Act fast, special offers end soon! Up to $294 is savings when you get Premium today.
Get offer codes

Plotting FiveThirtyEight graphs with Bokeh

Hey everyone! In this article we are going to learn about a different data visualization library in Python called Bokeh and the objective will be to plot line graphs in FiveThirtyEight style.

Bokeh is a Python library with the purpose of simplifying the creation of common plots as well as handling custom and specialized use-cases, all of that in a powerful open-source and interactive environment.
It works similarly to matplotlib, the main difference is that it creates a html object that allows you to insert a lot of interesting features, like zooming in or out, inserting labels or buttons to do specific things. The great part of it is that you can add it all in batches, so you don’t need to create the full graph at once.

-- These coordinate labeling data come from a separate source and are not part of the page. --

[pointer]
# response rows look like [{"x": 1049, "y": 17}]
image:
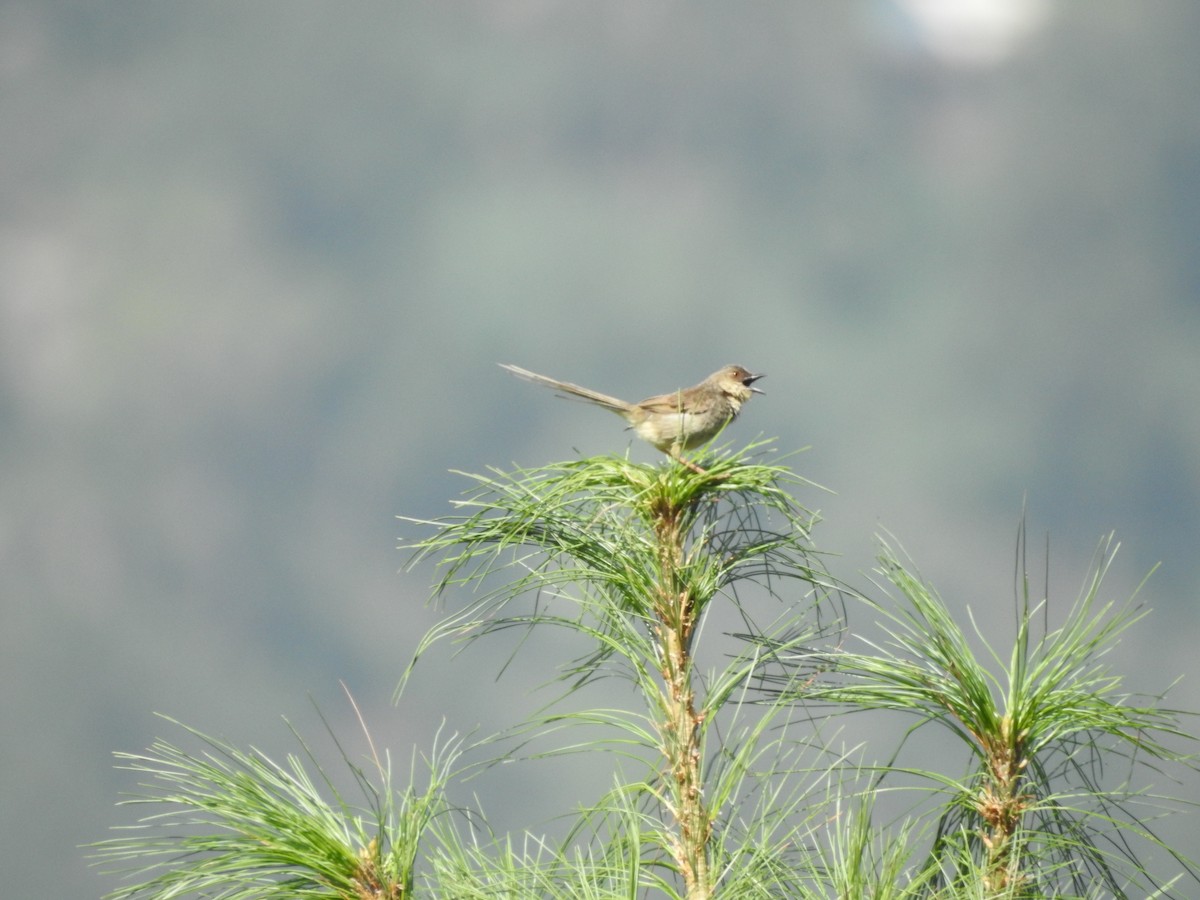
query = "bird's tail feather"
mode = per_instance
[{"x": 574, "y": 390}]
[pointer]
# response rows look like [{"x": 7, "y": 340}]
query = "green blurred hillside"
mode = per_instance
[{"x": 258, "y": 262}]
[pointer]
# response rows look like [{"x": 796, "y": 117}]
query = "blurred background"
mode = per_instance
[{"x": 258, "y": 263}]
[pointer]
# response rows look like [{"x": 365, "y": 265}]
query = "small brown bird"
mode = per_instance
[{"x": 675, "y": 421}]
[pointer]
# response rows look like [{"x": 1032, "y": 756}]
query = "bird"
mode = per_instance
[{"x": 676, "y": 421}]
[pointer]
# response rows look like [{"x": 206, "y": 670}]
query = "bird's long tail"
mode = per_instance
[{"x": 617, "y": 406}]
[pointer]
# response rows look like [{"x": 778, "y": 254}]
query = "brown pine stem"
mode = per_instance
[{"x": 676, "y": 610}]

Our approach is to create a simple one and add or change the configurations along the article, this way we are going to have a full styled complex graph at the end (actually, more than one).

In reality we are going to build a function to create line plots in FiveThirtyEight style, more specifically, we are going to create the first line of graphs suggested in the Guided Project of the Storytelling Data Visualization and Information Design course, from the Data Scientist in Python path here in Dataquest. The ones bellow:

This was one of the suggestions Dataquest gave, I liked it, so I chose to build it.

The main idea is to plot various single-line graphs in different colors and use it to create the dashboard above in the future (I may write another article about how to do it).

I am Brazilian, so I have a special curiosity about exchange rates between Euro and BR Real, but instead of analyzing just that two, I would like to see how US Dollar behaved too. With that in mind, we are going to create a function to reproduce the graphs with different data, this way we could create dashboards for any currencies just changing some details. Before we start, let me give you some important information about how to make the code work and how the data looks like.

1. Initial setup

a. Handling the environment

In this tutorial, I’ll use an older version of Bokeh (2.2.0) because this one works better with Streamlit (the platform I’m using to create an app with the dashboard we are making). To download Bokeh you can use pip with the explicit version (pip install Bokeh==2.2.0) or without the version, if you want to download the last release. For a detailed explanation of the installation process, access Bokeh’s documentation.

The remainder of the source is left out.